In jails, where social distancing is nearly impossible and overcrowding is persistent,
incarcerated people are facing deteriorating conditions, including rising violence, self-harm, severe illness, correctional officer use of force, and death.
Furthermore, correctional staff shortages, coupled with the pandemic, have exacerbated tensions inside correctional facilities, resulting in overenforcement of disciplinary action, including excessive use of restrictive housing.
Though a dearth of research exists regarding the use of disciplinary action in jails, recent research has shown that jails employ restrictive housing as much as, if not more than, prisons.
Restrictive housing, or solitary confinement,
should be based on a finding—after a disciplinary hearing
—that an incarcerated person violated correctional agency rules or standards.
Aspects of disciplinary hearings vary greatly throughout the country.
In general, all incarcerated people are subject to disciplinary codes of conduct and may be subject to sanctions if they violate any of the rules.
If an incarcerated person is alleged to have violated a rule, a correctional staff member, typically called the reporting officer, will formally charge them by writing an incident report.
The charged person will face a hearing body, typically consisting of other correctional officers, and have an opportunity to plead their case.
After the presentation of all the evidence, the hearing body will deliberate and then deliver a decision.
The disciplinary process was established in Wolff v. McDonnell.
Prior to this case, the imposition of punishment was remarkably arbitrary with no guarantee of notice or a hearing.
Wolff defined the due process rights of incarcerated people who have been convicted of crimes, but the Court has clarified that its holdings are applicable to those confined in jails pretrial.

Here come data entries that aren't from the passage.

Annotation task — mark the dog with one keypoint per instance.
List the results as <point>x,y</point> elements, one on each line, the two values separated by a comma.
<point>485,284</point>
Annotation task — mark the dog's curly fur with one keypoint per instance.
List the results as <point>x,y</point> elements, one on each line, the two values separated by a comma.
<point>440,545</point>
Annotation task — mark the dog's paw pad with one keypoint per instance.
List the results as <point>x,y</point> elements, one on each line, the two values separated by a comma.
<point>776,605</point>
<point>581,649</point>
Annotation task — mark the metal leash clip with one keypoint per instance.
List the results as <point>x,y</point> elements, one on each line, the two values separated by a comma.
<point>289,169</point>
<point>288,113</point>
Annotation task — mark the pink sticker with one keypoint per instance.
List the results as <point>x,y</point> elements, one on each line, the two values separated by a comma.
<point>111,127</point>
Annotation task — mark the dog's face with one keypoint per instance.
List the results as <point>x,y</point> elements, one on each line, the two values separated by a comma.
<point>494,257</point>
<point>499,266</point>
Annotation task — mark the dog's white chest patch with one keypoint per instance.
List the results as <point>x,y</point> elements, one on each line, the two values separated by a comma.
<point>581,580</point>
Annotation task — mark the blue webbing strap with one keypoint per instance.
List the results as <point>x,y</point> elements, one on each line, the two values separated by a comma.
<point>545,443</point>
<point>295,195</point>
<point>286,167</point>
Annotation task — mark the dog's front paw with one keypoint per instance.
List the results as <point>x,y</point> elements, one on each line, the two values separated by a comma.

In Wolff, the Supreme Court held that incarcerated people are entitled to due process in disciplinary proceedings that can result in the loss of good-time credit
or in punitive segregation.
The Court declined to extend the right to counsel to incarcerated people in disciplinary proceedings, however.
In justifying its decision, the Court explained that inserting counsel into the disciplinary process would make proceedings more adversarial, undermine correctional goals, cause unnecessary delays, and create practical problems in sufficiently providing counsel at every disciplinary hearing.
This Note will argue for a reexamination of the due process protections afforded to pretrial jail populations under the backdrop of the COVID-19 pandemic—specifically the right to counsel in jail disciplinary proceedings.
Part I describes the Wolff protections afforded to incarcerated people in disciplinary proceedings and explores how jurisdictions have applied the Wolff protections and restrictions. Part II asserts that denying a right to counsel in jail disciplinary proceedings contradicts critical constitutional and penological principles. Part III highlights various state and jurisdictional systems that provide counsel to incarcerated people in jail disciplinary proceedings and examines practical barriers to widespread provision of counsel.